= Subdivisions of Palestine =

The subdivisions of the State of Palestine are created by the Palestinian National Authority (PNA). The PNA does not control all the entities that it claims and it is only partly recognized as a sovereign state. The Oslo Accords describe different levels of control for areas named A, B, C.

There are two main areas claimed by the PNA: the Gaza Strip, which is fully Area A, and the West Bank which is A, B, C. Since 2007, two governments claim to be legitimate governments of the State of Palestine; one controlling the Gaza Strip, the other the West Bank.

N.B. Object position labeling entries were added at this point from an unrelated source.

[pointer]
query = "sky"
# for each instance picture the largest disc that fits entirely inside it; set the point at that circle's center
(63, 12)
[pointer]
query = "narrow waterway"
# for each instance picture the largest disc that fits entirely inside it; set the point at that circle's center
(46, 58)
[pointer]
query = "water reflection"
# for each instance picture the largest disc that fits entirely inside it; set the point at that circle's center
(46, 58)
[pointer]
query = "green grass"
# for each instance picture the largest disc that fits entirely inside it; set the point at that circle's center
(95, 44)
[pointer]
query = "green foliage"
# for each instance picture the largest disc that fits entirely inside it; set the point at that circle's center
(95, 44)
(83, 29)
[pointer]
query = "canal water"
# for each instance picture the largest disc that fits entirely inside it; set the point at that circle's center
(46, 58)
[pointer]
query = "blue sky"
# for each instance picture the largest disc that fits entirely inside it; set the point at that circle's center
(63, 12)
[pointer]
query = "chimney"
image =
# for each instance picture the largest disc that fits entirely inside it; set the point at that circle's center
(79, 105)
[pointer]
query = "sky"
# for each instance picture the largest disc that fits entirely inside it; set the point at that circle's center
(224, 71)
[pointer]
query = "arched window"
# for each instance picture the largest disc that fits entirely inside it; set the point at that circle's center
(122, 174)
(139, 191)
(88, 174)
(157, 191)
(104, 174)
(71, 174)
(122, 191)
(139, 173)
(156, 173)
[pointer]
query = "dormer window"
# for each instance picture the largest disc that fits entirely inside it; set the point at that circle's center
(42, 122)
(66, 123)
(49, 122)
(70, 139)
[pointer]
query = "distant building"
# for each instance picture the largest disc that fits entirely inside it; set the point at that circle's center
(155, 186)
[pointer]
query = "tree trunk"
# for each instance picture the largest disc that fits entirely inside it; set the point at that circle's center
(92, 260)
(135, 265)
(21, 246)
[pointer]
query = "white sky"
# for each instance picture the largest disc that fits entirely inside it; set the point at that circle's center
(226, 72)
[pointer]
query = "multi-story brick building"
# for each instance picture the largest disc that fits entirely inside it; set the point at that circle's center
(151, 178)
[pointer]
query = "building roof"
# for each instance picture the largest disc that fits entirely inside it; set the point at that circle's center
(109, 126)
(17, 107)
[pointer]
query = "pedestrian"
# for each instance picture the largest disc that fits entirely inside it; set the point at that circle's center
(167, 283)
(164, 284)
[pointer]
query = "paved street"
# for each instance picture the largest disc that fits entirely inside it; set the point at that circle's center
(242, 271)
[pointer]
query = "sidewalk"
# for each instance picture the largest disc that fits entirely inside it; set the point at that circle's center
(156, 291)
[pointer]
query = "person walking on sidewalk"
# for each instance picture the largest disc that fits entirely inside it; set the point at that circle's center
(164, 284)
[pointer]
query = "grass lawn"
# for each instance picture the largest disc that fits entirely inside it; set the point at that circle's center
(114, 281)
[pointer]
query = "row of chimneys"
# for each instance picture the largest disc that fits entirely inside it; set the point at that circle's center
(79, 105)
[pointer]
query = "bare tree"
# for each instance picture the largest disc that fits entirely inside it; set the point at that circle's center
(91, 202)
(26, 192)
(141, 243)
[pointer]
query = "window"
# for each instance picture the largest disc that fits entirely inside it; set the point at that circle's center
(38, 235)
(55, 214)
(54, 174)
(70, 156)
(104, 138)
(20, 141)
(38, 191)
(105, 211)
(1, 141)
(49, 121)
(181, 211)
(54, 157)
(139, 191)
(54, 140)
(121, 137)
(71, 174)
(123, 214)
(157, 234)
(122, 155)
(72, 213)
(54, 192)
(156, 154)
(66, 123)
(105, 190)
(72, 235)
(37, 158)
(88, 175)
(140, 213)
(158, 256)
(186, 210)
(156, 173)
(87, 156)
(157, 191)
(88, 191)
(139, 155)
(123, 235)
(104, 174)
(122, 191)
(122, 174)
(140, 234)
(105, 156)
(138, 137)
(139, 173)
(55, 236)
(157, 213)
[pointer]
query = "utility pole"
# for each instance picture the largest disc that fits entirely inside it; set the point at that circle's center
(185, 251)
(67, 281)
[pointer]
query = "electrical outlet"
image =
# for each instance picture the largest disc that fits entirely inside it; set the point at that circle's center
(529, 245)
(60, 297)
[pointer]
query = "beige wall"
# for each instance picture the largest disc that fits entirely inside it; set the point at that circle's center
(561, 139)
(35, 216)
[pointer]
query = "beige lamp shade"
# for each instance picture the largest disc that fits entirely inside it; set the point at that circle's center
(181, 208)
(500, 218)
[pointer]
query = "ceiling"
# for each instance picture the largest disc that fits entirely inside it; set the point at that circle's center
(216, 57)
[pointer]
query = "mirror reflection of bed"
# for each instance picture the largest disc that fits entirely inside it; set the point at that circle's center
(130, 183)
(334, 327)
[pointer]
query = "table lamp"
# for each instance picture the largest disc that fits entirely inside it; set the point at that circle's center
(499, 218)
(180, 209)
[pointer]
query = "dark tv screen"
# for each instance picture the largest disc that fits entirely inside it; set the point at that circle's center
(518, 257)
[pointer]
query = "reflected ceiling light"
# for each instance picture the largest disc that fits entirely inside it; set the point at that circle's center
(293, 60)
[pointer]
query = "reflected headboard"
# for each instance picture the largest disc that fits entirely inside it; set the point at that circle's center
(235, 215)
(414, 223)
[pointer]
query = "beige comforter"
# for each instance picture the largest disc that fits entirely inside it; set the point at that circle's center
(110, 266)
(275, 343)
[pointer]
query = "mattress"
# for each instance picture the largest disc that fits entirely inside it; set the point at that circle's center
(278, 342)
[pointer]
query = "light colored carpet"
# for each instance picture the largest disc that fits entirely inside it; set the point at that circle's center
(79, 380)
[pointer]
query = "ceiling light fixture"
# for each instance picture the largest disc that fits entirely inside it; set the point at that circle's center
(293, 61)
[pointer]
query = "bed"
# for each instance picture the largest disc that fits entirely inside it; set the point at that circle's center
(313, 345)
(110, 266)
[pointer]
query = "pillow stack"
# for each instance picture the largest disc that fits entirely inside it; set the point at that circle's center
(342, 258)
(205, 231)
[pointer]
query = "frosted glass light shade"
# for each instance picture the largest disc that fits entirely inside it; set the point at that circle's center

In 1994 the Palestinian Ministry of Local Government (MoLG) established 483 local government units, encompassing 103 municipalities and village councils and small clusters. In addition, 16 governorates were also created. Later reforms tended to reduce the number of local governments units (municipalities and villages). The PNA is also turned towards pooling municipalities together through intercommunal entities, called
Joint Services Councils (JSC), of which there are around 100.

- governorates (muhafazah) : 5 in the Gaza Strip, 11 in the West Bank
- municipalities (hayyat mahaliya, established 1994, 4 different types)
  - Level A
  - Level B
  - Level C
  - Level D: village council

There are also refugee camps, village clusters, hamlets.

The General Directorate for Joint Councils was established for the purpose of managing and running the joint projects among the local units.

The Seam Zone is the territory between the Green line and the Israeli West Bank barrier, some municipalities are located there, e.g. Umm ar-Rihan (level D).